Heat will also break a glue joint. If it's a joint that isn't long grain to long grain then it will break due to wood movement. I've seen many many chairs break due to the leg grain being 90 degrees to the rail grain. When the seats break they are long grain to long grain and I believe that goes back to the age of the glue and possibly wood movement. 
The only bent lamination repairs I've had to do were due to moisture or water damage. I have not seen any due to age but then it could just be I don't see that many.


----------



## Chaincarver Steve (Jul 30, 2011)

john lucas said:


> I repair a fair amount of antique furniture and the glue joints that break are probably due to moisture or age or both. Same is true with cutting boards. In those cases I'm pretty sure it's moisture that causes the problems.
> On fresh glue joints (lets say a couple of years) if the joint fails it almost always pulls wood with it and the glue holds.
> Heat will also break a glue joint. If it's a joint that isn't long grain to long grain then it will break due to wood movement. I've seen many many chairs break due to the leg grain being 90 degrees to the rail grain. When the seats break they are long grain to long grain and I believe that goes back to the age of the glue and possibly wood movement.
> The only bent lamination repairs I've had to do were due to moisture or water damage. I have not seen any due to age but then it could just be I don't see that many.

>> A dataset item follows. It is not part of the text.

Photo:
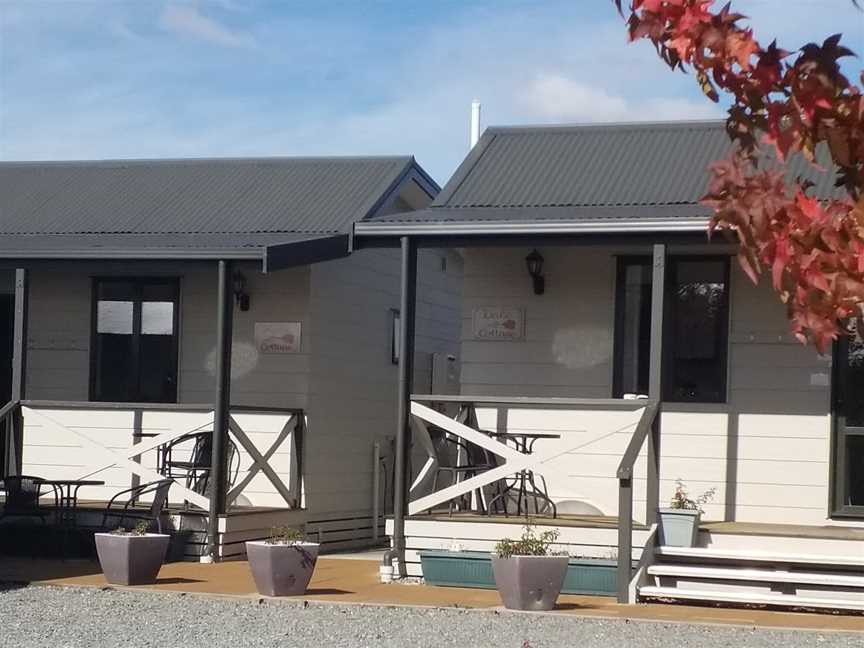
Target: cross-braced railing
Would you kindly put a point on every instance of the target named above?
(53, 418)
(595, 429)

I agree that failure occurring over time is more likely do to moisture and wood movement. But breaks due to drops and other physical shock affecting the whole piece (I don't mean a chip on the corner of a table) often gravitate towards the glue joints, in my experience and in some demonstrations I've seen that "prove how glue joints are stronger than wood". See, the glue line is intact. Sure, but parts of the glue line are literally exposed and the rest of the breakage migrated only a very short distance away.


----------



## duncsuss (Aug 21, 2009)

Chaincarver Steve said:


> See, the glue line is intact. Sure, but parts of the glue line are literally exposed and the rest of the breakage migrated only a very short distance away.


In one scenario I can think of it makes perfect sense that this would happen. (Note that I'm not saying you are wrong, or that this scenario explains your experience.)

Let's say you have two 6" boards, edge-jointed to make a 12" wide panel, and you have a 12" panel that's a single board.

Smack them with something (a karate black-belt's hand, for example).

Both are very likely to break close to the middle, simply because that's where physics dictates they will flex the most.

I don't think the fact that the glue line is close caused the board to break there.

I wonder where a 12" panel made up of 3 boards, arranged 3" + 6" + 3", would break.


----------



## johnmark (Jul 21, 2012)

the geometry of most joints and the use of the the object would be fairly key. like...applying pressure to the corner of a chair...of course the break will happen at a corner where glue is as opposed to the middle of a board, and i think most instances of the impact of an object and the glue joint of the object are similar to the chair. The purpose and joint of the bat are an unusual placement.

Even when dealing with a bat from a reputable company, they know the grain of each bat, and where the strength and weakness are. They put the logo of the bat in the place you line up your leading hands first set of knuckles.

i think in the case of the multiple boards being glued together, applying a branding or at least just remembering how to orientate the bat when swinging to be adjacent to the joint rather than parallel, could keep the bat from becoming a well formed splinter stick. 

but we'll see. i did some planing and glued them up and have cut it to size and made it octagonal today. I'll give it a turn tomorrow. I've got a few tricks i have to do to get it to fit in my lathe, but it should be at least done tomorrow. I still have to get someone to throw a ball in my vicinity.


----------



## SeniorSitizen (May 2, 2012)

Possibly more than you ever wanted to know about baseball bats.

http://www.woodbat.org/


----------



## vcooney (Dec 21, 2008)

I took a woodworking coarse in college and we glued up a bunch of ash blanks to make bats for the baseball team. The bats looked great but when the players used them they complained about the shock/sting to their hands and brought them back. For baseball bats to be used gluing not an option.


----------